Honest context for new arrivals: Chicago’s Bengali community is meaningfully smaller and more dispersed than the communities in NJ or NYC. There is no Bengali neighborhood — no equivalent of Paterson NJ or Kensington Brooklyn. There is no dedicated Bengali-Hindu restaurant (the only one, Mithai Restora on Devon Ave, closed permanently in December 2025). The community’s strength is in its organizations, its Durga Puja celebrations, and its long institutional memory — not in the density of commercial infrastructure.

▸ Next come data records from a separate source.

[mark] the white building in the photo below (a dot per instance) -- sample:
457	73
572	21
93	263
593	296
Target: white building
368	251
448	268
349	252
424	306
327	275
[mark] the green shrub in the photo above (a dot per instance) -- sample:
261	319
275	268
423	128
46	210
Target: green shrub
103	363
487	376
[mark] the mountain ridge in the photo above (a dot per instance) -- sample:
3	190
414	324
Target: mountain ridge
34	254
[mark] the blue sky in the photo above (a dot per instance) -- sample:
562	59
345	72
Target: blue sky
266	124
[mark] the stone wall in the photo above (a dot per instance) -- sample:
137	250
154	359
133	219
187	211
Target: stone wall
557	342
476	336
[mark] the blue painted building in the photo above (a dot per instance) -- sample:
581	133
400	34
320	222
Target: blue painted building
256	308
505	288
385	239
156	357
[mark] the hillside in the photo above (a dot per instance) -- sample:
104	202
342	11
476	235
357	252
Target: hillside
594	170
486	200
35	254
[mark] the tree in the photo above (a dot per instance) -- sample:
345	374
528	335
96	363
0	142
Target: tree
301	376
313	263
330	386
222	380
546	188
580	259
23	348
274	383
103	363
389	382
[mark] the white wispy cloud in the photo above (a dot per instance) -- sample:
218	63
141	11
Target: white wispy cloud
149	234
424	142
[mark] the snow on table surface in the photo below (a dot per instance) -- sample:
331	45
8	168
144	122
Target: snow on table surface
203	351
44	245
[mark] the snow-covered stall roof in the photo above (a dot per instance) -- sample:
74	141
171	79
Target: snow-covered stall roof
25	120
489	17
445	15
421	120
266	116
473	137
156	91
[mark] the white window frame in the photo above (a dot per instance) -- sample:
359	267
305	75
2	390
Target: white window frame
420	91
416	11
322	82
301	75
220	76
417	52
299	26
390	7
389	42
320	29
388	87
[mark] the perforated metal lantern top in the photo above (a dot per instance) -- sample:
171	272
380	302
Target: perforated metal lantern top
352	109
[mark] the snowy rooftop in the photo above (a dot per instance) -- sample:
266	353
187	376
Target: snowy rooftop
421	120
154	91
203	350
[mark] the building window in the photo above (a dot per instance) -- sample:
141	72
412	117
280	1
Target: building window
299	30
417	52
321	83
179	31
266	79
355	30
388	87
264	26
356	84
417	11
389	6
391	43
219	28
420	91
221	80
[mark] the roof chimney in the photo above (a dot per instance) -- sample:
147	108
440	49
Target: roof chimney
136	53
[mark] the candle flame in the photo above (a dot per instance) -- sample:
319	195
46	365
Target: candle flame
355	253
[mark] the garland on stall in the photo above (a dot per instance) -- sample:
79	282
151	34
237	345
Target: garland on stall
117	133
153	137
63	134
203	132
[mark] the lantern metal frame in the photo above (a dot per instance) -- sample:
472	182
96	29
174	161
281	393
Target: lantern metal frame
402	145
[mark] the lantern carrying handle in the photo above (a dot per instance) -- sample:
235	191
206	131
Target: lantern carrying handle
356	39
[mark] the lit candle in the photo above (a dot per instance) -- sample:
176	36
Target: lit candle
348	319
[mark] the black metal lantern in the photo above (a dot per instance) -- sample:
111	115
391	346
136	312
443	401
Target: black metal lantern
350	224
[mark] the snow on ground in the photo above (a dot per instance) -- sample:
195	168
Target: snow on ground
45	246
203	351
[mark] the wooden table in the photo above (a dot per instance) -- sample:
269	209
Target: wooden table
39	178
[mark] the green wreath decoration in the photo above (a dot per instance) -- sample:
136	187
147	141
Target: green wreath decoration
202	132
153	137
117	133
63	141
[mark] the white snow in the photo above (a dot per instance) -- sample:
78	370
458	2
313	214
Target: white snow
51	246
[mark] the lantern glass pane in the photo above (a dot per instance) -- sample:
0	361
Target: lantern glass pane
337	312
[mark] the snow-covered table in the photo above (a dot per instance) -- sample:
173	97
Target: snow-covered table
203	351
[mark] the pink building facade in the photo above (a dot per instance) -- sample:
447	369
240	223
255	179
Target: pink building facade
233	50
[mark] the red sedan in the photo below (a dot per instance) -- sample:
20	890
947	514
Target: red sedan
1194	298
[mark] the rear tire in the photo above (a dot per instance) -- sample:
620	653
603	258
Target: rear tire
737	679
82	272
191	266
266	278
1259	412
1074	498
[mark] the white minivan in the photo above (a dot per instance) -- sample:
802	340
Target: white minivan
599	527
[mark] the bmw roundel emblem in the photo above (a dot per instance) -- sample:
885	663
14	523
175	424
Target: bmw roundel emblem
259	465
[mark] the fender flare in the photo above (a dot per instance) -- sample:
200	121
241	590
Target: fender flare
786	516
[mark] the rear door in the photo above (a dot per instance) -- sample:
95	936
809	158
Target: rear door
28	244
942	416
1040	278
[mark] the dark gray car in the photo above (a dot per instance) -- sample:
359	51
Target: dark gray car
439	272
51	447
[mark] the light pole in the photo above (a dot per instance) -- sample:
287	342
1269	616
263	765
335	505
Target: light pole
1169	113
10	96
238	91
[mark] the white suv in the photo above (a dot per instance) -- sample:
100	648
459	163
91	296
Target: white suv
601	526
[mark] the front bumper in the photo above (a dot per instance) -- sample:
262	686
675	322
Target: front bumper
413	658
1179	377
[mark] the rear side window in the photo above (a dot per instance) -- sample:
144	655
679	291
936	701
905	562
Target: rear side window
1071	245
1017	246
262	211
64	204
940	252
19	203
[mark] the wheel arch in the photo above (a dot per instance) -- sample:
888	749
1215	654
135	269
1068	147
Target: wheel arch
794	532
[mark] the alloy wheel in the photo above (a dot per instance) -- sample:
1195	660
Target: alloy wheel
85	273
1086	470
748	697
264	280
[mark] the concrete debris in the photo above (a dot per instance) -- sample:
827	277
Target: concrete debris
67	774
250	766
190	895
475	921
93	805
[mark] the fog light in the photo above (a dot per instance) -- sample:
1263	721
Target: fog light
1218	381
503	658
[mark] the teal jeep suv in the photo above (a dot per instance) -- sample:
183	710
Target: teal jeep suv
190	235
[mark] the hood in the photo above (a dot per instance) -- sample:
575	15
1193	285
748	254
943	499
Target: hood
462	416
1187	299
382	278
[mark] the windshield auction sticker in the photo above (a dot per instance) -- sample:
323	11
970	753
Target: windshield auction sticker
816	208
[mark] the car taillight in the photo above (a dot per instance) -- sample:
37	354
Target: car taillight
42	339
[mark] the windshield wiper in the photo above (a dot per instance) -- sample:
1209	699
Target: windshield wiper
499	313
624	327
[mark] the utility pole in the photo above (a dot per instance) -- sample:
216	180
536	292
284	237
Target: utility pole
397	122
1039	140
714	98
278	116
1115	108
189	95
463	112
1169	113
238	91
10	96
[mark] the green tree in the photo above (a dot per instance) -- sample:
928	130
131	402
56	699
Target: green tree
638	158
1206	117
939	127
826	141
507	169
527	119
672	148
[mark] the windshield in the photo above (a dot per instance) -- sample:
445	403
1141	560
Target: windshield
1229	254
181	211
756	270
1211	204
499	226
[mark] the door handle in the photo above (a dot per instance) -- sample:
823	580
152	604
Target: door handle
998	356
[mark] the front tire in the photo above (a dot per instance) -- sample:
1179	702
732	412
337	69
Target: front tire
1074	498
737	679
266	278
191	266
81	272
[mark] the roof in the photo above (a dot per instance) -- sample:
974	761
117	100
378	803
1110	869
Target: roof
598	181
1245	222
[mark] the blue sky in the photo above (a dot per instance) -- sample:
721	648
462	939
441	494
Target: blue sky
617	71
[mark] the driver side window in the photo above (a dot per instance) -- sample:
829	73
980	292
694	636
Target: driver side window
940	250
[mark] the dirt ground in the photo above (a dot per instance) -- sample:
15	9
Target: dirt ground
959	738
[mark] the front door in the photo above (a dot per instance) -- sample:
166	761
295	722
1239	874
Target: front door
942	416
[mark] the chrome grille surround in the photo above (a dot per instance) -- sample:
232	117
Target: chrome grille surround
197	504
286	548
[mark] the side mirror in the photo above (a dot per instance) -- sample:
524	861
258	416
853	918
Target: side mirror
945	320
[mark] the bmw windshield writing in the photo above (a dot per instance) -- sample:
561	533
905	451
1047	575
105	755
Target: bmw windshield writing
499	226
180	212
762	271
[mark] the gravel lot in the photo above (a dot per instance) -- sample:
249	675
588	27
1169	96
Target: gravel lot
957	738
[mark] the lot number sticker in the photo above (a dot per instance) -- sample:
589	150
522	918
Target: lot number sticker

Where Bengali Families Live in Chicago

Chicago’s Bengali community is defined by suburban dispersal. Unlike NJ or NYC where Bengali families cluster in dense enclaves, Chicago Bengalis are spread across three suburban rings — northwest Lake County, northwest Cook County, and the southwest DuPage/Will corridor. Devon Avenue in West Rogers Park is the Bangladeshi commercial anchor in the city itself, but most Bengali families live in the suburbs. Here is where Bengali speakers actually live, based on Census PUMA data.

Northwest Suburbs — The Indian-Bengali Heartland (1,300+ speakers (ACS 2022))

The northwest corridor — Buffalo Grove/Vernon Hills (325 speakers (ACS 2022)), Libertyville/Mundelein/Gurnee (284), Wheeling Township/South Buffalo Grove (203), and Schaumburg South (183) — totals over 1,000 Bengali speakers (ACS 2022) and represents the BAGC heartland. This is where Indian-Bengali (West Bengali Hindu) professionals settled near Lake County’s pharmaceutical and tech employers: AbbVie (North Chicago), Baxter International (Deerfield), Motorola’s legacy offices, and Abbott Laboratories. BAGC’s mailing address has historically tracked this population. The northwest suburban Bengali community is multigenerational — families who arrived in the late 1970s and 1980s now have adult children who have stayed in the area. Skokie/Lincolnwood (353 speakers (ACS 2022)), in Cook County NE, adds another cluster between the city and the northwest suburbs.